Henrikh Ovanesovych Altunian (Генріх Ованесович Алтунян, 24 November 1933 – 30 June 2005) was an Armenian-Ukrainian activist, dissident and victim of Communist repression, who served as a member of the First Convocation of Verkhovna Rada between 1990 and 1994.

==Biography==
Henrikh Altunian was born on 24 November 1933 in Tbilisi, Georgian SSR, to an Armenian family. His father was a military serviceman. In 1944 the family moved to Kharkiv, where Henrikh entered the local aviation engineering high school in 1951. After graduating in 1956, Altunian spent four years serving as a military engineer at an army base in Uzyn, before returning to work as a teacher in Kharkiv.

Altunian's dissident activities started in 1964, when he voiced his distrust in the new Communist Party leadership at a meeting of his chair's party cell. Due to his connections to members of the dissident movement, as well as his participation in publicizing of an address to state authorities by Andrei Sakharov, in 1968 Altunian got demoted from the rank of major, was relieved from his military position and lost his membership in the Communist Party. During the following months he worked as an engineer in Kharkiv.

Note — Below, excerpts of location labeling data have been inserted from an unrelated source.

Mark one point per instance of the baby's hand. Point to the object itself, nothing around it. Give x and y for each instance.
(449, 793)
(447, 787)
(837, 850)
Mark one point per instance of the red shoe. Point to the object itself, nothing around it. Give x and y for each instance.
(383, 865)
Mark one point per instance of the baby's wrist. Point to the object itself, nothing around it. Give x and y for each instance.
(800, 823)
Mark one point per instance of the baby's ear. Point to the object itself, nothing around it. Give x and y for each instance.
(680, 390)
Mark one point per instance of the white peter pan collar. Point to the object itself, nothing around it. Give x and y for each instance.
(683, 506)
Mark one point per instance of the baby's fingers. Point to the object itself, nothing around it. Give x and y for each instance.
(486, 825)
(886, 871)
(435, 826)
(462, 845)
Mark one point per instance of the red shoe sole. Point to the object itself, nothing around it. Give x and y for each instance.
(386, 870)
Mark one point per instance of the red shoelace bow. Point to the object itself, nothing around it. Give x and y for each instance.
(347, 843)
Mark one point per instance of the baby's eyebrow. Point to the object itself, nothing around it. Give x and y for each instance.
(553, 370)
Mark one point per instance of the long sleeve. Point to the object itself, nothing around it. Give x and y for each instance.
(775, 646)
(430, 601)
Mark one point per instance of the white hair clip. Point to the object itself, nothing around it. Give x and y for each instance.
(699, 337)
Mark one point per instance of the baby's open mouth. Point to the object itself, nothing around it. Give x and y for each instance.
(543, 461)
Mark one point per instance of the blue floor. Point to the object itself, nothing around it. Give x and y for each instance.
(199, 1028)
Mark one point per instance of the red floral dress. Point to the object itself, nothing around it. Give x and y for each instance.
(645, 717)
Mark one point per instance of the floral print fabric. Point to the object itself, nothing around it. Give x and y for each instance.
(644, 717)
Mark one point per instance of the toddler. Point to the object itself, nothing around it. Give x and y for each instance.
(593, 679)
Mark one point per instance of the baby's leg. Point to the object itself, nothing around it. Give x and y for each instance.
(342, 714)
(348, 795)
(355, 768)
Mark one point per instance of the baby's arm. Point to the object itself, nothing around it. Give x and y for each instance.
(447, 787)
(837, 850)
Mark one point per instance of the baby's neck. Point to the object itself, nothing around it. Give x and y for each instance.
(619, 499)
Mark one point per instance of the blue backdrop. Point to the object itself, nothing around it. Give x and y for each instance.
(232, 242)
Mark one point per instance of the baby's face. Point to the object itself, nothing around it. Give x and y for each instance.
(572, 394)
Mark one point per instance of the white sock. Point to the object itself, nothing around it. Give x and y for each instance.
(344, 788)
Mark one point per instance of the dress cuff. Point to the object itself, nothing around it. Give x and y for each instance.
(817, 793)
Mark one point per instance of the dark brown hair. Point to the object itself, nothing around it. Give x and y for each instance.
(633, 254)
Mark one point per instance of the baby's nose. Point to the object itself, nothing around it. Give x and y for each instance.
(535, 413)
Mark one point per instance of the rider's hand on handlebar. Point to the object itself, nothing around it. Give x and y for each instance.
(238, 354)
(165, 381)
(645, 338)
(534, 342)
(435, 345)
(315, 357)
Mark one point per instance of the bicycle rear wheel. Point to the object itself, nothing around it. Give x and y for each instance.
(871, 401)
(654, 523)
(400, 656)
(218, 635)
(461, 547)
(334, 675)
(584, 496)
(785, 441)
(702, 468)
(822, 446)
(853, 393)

In 1969 Altunian entered the Initiative Group for the Defense of Human Rights in the USSR. As member of the group, he signed several petitions in defense of Crimean Tatars and co-authored an address to the United Nations. After signing a letter against the forced psychiatric treatment of general Petro Hryhorenko, in 1969 he was arrested and imprisoned for 3 years at a labour camp in Krasnoyarsk Krai. After his release, he worked as a locksmith in Kharkiv. In 1980 Altunian was arrested for a second time, with prohibited literature, including a copy of Alexander Solzhenitsyn's Gulag Archipelago, being discovered in his residence. In 1981 Kharkiv Regional Court sentenced him to 7 years of labour camps and 5 years of exile. He spent the following years in Kuchino Camp in Perm Oblast, being later transferred to Chistopol Prison in Tatar ASSR and Barashevo in Mordovian ASSR. Under pressure from the international community, in 1987 authorities were forced to release and pardon Altunian, despite him never acknowledging any guilt.

Following his release, Altunian returned to his job as a locksmith. In 1990 he was officially rehabilitated, and during the same year was appointed head of Kharkiv City People's Control Committee. In March 1990 Altunian was elected member of the Supreme Soviet of the Ukrainian Soviet Socialist Republic as an independent politician. In parliament he joined the People's Council and headed the Kharkiv regional organization of the People's Movement of Ukraine. Altunian was also a co-founder of the Kharkiv branch of Memorial and headed the Kharkiv Banking Congress. As a deputy, he worked on the adoption of the law "On Rehabilitation of the Victims of Political Repression". Altunian was a candidate during the 1994 Ukrainian parliamentary election, but failed to get reelected. During the Orange Revolution in 2004 Altunian became a member of the National Salvation Committee and organized demonstrations in support of Viktor Yushchenko in Kharkiv.

==Personal life and death==
Altunian was married and had two children. He died on 30 June 2005 from complications of a surgery and was buried in Kharkiv.

==Commemoration==
In April 2026, the Kharkiv City Council adopted a decision to install a memorial plaque dedicated to Altunian in one of the city's streets following an appeal by the city's Armenian community.